Marrakech
- Designers: Dominique Ehrhard
- Publishers: Zoch Verlag Gigamic Kaissa Chess & Games
- Publication: 2007
- Players: 2 to 4 (4 recommended)
- Age range: 6 years up

= Marrakech (game) =

2007 board game

Marrakech is a board game designed by Dominique Ehrhard in which players are competing carpet traders in the city of Marrakech. It was first published in 2007. Its German edition has been renamed Suleika.

==Gameplay==
Two to four players can play the game, but four is recommended. The game is played on a grid having of 7 squares per side. Players place "carpets" of the size of two squares, possibly overlapping each other. Each player has a color and plays only carpets of that color from their stack. The players also move a single "trader" piece on the grid using a special six-sided die. When someone moves the trader to an opponent's carpet, they have to pay an amount of game money equal to the size of connected carpet squares of the same colour to the owner of the carpet. The players aim to earn money this way and to have less of their carpets covered by other pieces of carpet.

== Reception ==
The game won the 2008 French As d'Or award and the Austrian Österreichischer Spielepreis award. It also was one of the recipient of the 2009 Mensa Select awards, and it was also nominated for the 2008 German Spiel des Jahres award and the 2009 Japan Boardgame Prize U-more Award.

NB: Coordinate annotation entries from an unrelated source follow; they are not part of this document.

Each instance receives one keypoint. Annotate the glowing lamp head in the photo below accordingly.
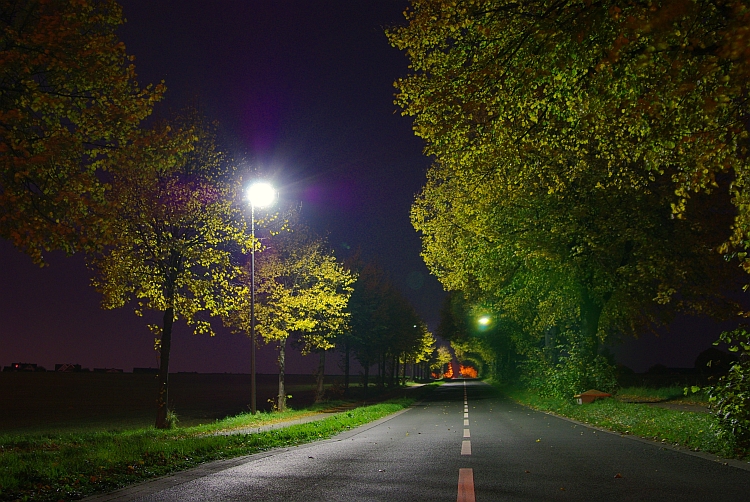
(260, 194)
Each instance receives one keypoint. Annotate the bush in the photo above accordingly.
(730, 398)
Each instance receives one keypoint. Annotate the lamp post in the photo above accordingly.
(259, 194)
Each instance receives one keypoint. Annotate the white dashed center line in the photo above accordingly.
(465, 486)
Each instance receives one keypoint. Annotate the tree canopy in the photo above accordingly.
(585, 156)
(302, 291)
(68, 98)
(177, 230)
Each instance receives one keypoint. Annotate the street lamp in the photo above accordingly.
(259, 194)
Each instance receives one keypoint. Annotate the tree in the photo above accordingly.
(68, 99)
(641, 89)
(302, 290)
(441, 357)
(557, 160)
(177, 227)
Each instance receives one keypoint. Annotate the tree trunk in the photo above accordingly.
(550, 349)
(162, 401)
(591, 311)
(281, 398)
(346, 367)
(320, 391)
(367, 377)
(381, 370)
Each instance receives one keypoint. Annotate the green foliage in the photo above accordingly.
(696, 431)
(570, 143)
(383, 323)
(302, 289)
(730, 397)
(442, 357)
(175, 225)
(51, 467)
(172, 419)
(573, 372)
(176, 221)
(69, 99)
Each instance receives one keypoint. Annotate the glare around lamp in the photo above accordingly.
(260, 194)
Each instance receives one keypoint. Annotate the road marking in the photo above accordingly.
(465, 485)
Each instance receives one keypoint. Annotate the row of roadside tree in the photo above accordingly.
(590, 171)
(156, 203)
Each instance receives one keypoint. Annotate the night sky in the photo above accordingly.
(306, 89)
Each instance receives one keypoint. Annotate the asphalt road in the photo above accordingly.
(463, 443)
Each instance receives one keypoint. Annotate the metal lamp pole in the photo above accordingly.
(259, 194)
(253, 400)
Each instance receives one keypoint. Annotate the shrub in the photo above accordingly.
(730, 398)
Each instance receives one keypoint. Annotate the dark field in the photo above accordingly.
(40, 402)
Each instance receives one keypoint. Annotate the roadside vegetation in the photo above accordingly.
(631, 411)
(54, 467)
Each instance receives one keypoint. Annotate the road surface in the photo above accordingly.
(463, 442)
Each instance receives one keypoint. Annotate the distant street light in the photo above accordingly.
(259, 195)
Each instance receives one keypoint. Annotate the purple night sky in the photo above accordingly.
(306, 88)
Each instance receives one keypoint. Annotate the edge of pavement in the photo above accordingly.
(739, 464)
(147, 487)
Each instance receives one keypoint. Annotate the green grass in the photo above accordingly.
(695, 431)
(674, 394)
(53, 467)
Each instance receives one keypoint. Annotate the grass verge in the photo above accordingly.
(674, 394)
(72, 466)
(694, 431)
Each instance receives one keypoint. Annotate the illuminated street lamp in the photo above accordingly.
(259, 195)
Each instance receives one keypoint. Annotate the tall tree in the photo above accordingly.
(177, 224)
(68, 98)
(567, 136)
(302, 291)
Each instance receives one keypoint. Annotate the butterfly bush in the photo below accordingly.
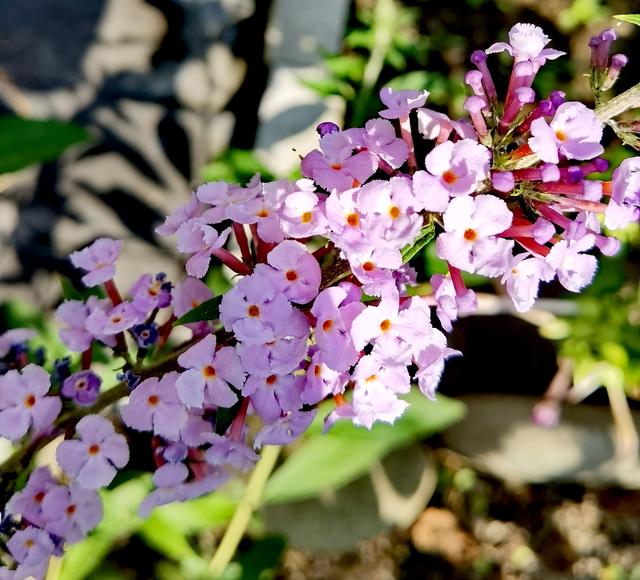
(325, 308)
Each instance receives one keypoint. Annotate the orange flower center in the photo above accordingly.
(449, 177)
(353, 219)
(470, 235)
(368, 266)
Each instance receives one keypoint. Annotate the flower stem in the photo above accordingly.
(249, 503)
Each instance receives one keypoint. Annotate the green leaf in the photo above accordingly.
(426, 235)
(119, 523)
(631, 18)
(330, 461)
(208, 310)
(24, 142)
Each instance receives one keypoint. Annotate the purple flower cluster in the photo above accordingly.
(326, 309)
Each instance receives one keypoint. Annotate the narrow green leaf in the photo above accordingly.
(330, 461)
(24, 142)
(631, 18)
(208, 310)
(426, 235)
(119, 522)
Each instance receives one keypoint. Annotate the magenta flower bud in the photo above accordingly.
(618, 62)
(557, 98)
(327, 127)
(502, 181)
(600, 48)
(473, 78)
(479, 58)
(474, 105)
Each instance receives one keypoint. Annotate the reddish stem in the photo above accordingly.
(235, 430)
(243, 242)
(112, 292)
(86, 358)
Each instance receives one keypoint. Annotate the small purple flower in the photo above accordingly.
(82, 387)
(210, 374)
(28, 501)
(574, 132)
(336, 167)
(24, 404)
(522, 279)
(72, 512)
(72, 315)
(527, 42)
(623, 207)
(322, 381)
(430, 362)
(98, 260)
(145, 334)
(284, 430)
(335, 313)
(575, 269)
(299, 271)
(470, 225)
(380, 138)
(256, 307)
(201, 240)
(93, 459)
(31, 547)
(13, 337)
(303, 212)
(116, 320)
(281, 354)
(154, 405)
(151, 292)
(181, 215)
(454, 169)
(275, 395)
(400, 103)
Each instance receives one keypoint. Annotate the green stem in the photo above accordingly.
(242, 516)
(630, 99)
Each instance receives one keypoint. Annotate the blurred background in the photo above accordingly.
(112, 111)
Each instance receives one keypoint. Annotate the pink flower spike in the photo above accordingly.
(98, 260)
(209, 374)
(299, 270)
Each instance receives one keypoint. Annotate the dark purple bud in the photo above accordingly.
(145, 335)
(61, 370)
(82, 387)
(557, 98)
(478, 56)
(326, 128)
(129, 378)
(618, 62)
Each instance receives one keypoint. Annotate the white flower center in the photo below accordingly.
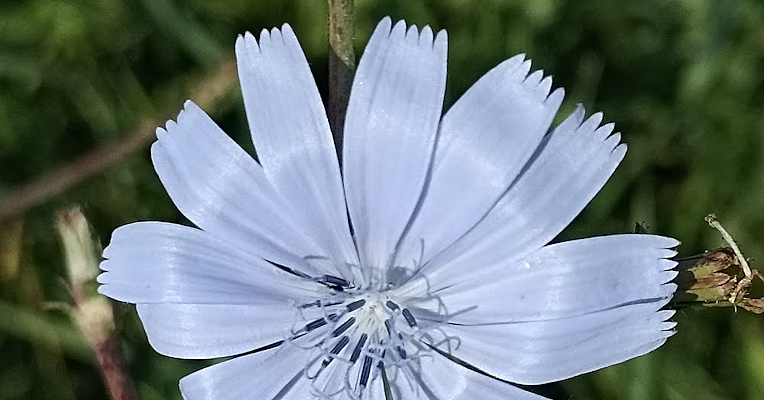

The reviews were generally mediocre: the reviewers praised the game material, the harmonious design and the simple rules of the game, which would make the game easily accessible to children in particular. On the other hand, however, the game offers too little game depth and tactical options to be able to entertain experienced players in the long term.

== In popular culture ==
Marrakech is the first game played by the heroines of the After School Dice Club manga series (also an anime).